Abdulkader Assad, the chief editor of The Libya Observer and Libya Alahrar English, believes that the UN has been well aware of Haftar’s hindrances to the peace and political process since 2014 when the warlord announced his military operation in Libya, rejecting the UN-led peace initiatives. 

The UN knows very well that Haftar and his militias are involved in war crimes and they are being supported by Russian Wagner Group, the UAE’s dirty money, France’s European lobbying and the US international impunity. The UN is dealing with Haftar as a key figure to the political process despite calls from inside and outside Libya to keep him out along with the militia leaders who attacked Benghazi civilians in 2014, Derna from 2016 to 2018, southern Libya in 2018 as well as Tripoli from 2019 to 2020,” Assad said. 

Commenting on the UN special envoy Kubis’ recent remarks during the UN security council meeting on Thursday, Assad said the UN’s statement about Haftar not allowing GNU to control eastern Libya is just a “very simple sentence” meant to “divert attention from the main issue, which is that Haftar is actually impeding the work of the GNU by instructing the House of Representatives and Aguila Saleh not to pass the budget and by continuing to act as an outlaw military leader based autonomously in the east.

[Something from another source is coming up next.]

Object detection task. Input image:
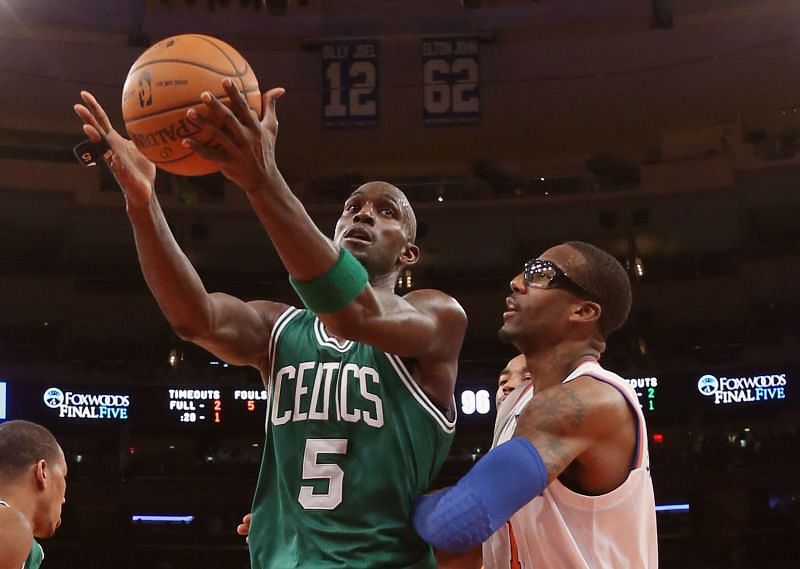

Jan Kubis knows that Haftar is implicated in war crimes and that he is hindering elections and the LPDF roadmap, yet he met with him lately and proudly took a selfie with the criminal just like what all the previous envoys did. Bottom line, the UN mission is acting upon an agenda that works best for chaos and instability rather than peace and security in Libya,” Assad tells TRT World.

During the UN security council meeting, Libyan Prime Minister Abdul-Hamid Dbeibah also once again urged for the immediate withdrawal of mercenaries and foreign fighters from Libya, calling on the House of Representatives and High Council of State as well as Libyan Political Dialogue’s members to set aside their differences and do their jobs to allow Libyans to hold elections on time.

According to Assad, the Libyan prime minister’s statement about foreign mercenaries and fighters was “very realistic” as they are the “main threat against the elections.” 

Abdul-Hamid Dbeibah really lacked being vocal about who those mercenaries are, however,” Assad added. 

The majority of the Libyan public know for sure that Turkish forces are in Libya based on bilateral agreements made in the daylight and they are the reason why Tripoli wasn’t destroyed by a bloodthirsty warlord”,  Assad believes the Libyan prime minister failed to call out Russia and the UAE and fell short of naming Haftar as the main spoiler of the political process, which could be ominous to the whole process of elections.

Dbeibah is appearing in a weak position politically as he is avoiding addressing the main problem Libya has been suffering from in the last 7 years and more. He needs to raise the Haftar issue to have fair elections.

If he fails to do so, war is on the horizon, unfortunately!” Assad said.